Before Cheryl Strayed (Wild), or a Christopher McCandles (Into the Wild), there was Everett Ruess.
This historical fiction novel will help you understand why his legend has persevered. Cheryl Strayed may have covered 1,100 miles, but she was only in the wilderness 3 months, Christopher McCandles didn’t survive 100 days in the wild. Everett Ruess traveled deep into the southwest, covering thousands of miles through canyons and deserts, and he did it for four years.
I would describe him as a cross between Walt Whitman and a young Indiana Jones. Eighty years after he vanished his disappearance remains one of the biggest mysteries of the southwest. All we have of Everett today is a collection of his letters called A Vagabond for Beauty, and some of his artwork, yet these fragments have inspired a huge cult following.
When I first read about Ruess I identified with him right away. I know what it’s like to be a starving artist and to feel this busy world doesn’t allow time for the worship of beauty. I’ve also been an adrenaline junky most of my life and crawled through jungles and ruins wherever I went. I’ve been to many of the places he visited, and scrambled through the brush until I was covered with scratches and exhausted, and the memory of it fills me with joy.
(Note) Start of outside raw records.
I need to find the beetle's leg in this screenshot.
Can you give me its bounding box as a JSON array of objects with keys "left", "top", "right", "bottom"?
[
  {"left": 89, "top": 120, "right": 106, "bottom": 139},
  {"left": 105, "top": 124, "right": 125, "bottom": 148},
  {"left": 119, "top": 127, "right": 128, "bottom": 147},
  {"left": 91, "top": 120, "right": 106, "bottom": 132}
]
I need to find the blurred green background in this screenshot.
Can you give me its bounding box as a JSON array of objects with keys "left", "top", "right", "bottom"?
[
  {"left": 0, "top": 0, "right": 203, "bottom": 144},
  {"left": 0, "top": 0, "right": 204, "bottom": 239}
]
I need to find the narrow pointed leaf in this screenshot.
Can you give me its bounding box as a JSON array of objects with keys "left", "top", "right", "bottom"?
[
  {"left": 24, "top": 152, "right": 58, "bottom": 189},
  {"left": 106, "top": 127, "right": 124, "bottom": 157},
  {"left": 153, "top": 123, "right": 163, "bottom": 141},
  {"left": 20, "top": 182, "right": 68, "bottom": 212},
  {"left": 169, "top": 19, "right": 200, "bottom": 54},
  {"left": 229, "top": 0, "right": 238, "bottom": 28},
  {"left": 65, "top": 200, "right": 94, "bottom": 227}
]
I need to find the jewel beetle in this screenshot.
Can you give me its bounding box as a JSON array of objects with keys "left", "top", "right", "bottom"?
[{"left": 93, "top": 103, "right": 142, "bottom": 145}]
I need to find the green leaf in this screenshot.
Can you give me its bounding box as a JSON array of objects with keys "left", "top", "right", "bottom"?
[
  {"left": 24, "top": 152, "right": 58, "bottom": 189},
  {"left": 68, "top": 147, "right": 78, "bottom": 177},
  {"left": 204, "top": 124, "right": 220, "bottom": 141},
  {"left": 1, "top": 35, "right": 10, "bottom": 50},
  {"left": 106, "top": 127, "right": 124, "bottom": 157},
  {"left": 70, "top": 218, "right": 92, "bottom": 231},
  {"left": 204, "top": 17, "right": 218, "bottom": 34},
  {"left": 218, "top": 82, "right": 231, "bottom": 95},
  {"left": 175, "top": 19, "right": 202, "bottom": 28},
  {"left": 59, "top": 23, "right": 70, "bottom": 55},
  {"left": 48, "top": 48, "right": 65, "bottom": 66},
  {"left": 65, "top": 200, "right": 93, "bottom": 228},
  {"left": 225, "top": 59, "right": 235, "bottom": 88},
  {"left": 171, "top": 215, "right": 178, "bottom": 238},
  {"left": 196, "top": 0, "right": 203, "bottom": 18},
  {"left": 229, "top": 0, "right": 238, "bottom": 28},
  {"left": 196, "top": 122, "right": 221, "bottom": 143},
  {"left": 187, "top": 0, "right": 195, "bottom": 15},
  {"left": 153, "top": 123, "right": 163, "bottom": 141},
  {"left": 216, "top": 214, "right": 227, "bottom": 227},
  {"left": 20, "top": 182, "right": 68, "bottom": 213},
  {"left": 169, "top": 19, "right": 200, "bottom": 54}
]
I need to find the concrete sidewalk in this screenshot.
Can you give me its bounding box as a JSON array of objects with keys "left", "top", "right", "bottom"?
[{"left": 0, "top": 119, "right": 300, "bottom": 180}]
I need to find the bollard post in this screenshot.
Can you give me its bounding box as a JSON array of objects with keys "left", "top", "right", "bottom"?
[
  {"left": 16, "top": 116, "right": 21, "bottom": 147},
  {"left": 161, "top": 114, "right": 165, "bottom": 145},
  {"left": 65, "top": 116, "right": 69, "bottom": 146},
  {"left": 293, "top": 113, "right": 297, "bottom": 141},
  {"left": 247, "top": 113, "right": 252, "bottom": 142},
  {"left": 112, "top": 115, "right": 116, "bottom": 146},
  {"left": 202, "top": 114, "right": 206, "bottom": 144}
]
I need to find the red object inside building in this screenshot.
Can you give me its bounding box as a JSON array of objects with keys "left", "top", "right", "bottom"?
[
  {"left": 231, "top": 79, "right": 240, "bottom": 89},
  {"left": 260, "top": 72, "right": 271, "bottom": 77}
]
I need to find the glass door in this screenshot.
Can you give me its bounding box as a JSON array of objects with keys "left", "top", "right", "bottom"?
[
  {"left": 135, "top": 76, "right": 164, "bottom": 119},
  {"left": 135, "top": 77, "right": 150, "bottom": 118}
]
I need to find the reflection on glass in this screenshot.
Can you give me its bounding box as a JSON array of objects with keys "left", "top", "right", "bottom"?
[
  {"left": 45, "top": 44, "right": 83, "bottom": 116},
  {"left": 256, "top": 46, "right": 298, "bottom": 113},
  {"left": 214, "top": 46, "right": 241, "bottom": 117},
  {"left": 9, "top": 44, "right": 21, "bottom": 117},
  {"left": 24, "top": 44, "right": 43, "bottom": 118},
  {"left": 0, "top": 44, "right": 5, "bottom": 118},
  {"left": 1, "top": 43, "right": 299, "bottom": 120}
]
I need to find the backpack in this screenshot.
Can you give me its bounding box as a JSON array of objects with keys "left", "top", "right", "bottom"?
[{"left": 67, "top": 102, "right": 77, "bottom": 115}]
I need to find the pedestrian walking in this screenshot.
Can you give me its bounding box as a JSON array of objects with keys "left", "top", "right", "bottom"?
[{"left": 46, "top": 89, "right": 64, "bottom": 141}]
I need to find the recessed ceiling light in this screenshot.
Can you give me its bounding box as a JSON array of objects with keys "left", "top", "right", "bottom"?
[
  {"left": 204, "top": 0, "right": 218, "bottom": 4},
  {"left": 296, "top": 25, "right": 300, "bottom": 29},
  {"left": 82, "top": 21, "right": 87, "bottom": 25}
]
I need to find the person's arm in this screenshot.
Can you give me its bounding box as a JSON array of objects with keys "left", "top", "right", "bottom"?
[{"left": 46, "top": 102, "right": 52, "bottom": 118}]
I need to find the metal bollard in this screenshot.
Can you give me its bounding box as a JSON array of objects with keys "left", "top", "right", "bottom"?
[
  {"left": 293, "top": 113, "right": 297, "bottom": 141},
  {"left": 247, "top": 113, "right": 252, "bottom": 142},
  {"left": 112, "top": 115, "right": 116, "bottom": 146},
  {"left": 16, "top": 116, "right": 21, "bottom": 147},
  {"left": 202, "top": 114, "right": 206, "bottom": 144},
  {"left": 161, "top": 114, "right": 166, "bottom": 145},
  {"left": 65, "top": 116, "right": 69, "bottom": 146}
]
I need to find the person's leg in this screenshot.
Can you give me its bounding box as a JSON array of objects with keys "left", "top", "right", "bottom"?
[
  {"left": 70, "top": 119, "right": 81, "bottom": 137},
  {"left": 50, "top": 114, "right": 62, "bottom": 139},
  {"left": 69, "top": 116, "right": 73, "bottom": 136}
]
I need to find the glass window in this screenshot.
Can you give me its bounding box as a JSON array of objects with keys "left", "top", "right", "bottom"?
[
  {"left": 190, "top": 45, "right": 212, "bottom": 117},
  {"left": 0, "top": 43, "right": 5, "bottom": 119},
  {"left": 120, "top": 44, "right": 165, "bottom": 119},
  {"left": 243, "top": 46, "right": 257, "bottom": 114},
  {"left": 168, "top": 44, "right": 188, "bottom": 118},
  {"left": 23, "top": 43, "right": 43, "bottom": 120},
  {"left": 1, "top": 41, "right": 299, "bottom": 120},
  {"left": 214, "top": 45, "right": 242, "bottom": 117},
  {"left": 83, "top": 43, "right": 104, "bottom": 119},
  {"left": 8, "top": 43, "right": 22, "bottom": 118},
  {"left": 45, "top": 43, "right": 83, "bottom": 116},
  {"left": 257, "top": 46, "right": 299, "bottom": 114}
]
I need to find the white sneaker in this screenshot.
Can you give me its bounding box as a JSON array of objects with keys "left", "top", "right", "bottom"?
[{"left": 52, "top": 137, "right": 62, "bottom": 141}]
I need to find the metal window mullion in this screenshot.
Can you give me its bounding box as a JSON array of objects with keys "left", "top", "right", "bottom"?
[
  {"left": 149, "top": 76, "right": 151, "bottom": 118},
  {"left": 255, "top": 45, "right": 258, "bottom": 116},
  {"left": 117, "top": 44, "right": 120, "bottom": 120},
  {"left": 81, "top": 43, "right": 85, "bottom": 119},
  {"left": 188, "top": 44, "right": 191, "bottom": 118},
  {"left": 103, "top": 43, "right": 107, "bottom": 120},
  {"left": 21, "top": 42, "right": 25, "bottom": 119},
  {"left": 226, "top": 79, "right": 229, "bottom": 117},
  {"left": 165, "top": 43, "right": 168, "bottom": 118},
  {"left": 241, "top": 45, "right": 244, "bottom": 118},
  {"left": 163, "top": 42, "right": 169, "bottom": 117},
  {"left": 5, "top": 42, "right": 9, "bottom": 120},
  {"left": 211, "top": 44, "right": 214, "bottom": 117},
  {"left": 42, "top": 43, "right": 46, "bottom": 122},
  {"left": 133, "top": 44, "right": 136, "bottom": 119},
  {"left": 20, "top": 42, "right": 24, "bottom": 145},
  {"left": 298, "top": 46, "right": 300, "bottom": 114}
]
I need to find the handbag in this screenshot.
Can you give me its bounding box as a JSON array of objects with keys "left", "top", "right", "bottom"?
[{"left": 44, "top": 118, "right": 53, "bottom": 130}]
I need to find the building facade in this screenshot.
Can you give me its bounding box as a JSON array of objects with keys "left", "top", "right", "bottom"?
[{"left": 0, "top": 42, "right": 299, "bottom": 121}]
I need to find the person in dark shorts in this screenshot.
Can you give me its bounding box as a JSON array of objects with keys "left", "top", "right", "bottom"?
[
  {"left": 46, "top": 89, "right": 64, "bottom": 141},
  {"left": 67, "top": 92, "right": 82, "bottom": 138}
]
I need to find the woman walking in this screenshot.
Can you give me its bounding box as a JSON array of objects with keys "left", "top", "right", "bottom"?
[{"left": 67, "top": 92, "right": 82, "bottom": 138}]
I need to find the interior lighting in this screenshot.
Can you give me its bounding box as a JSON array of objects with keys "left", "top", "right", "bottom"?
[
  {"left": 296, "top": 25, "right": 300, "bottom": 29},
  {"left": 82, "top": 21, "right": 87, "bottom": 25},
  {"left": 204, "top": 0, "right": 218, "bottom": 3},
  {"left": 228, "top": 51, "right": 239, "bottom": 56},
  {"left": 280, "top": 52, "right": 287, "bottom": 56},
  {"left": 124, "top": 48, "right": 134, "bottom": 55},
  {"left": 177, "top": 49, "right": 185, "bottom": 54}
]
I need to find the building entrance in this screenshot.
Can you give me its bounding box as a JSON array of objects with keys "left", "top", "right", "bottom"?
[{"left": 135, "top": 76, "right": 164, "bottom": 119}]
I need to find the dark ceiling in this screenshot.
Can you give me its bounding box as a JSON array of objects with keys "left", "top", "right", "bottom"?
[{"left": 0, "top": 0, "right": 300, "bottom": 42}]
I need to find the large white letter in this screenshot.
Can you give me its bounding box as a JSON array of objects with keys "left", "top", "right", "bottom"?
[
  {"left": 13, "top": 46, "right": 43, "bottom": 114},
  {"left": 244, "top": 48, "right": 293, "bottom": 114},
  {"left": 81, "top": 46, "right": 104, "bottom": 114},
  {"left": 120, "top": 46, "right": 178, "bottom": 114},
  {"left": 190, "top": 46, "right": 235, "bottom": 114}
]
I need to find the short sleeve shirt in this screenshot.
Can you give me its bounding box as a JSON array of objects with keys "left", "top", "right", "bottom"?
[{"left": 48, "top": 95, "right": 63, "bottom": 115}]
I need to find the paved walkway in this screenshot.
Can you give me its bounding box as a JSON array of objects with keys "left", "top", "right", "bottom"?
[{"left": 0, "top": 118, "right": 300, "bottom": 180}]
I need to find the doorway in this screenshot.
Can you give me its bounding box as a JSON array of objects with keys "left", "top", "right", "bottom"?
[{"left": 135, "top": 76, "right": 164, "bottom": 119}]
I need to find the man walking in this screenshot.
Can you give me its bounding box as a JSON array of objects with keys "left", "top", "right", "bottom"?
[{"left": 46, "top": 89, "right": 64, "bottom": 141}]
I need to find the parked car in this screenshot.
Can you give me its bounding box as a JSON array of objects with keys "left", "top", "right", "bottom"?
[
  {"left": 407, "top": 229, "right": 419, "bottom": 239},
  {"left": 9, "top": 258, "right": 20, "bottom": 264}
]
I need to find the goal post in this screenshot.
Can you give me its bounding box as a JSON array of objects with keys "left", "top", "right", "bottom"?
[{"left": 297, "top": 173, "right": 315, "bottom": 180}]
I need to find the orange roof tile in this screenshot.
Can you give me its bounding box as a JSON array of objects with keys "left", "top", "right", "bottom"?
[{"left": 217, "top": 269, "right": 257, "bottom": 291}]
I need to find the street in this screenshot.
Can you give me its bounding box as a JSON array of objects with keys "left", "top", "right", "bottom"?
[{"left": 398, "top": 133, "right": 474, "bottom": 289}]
There are at least a dozen books written about Everett Ruess, but almost all are historical and try to prove what happened to him. I’m much more concerned with how he lived, not how he died, that’s why I prefer historical fiction. I used his letters as a compass and created scenes around them, then tried to pull out his poetic, descriptive language and color things in. I feel I’ve captured his experience. His nephew, Brian Ruess, wrote the introduction to the novel. In it, he said, “In this work of fiction… I saw Everett for the first time, as he might actually have been.”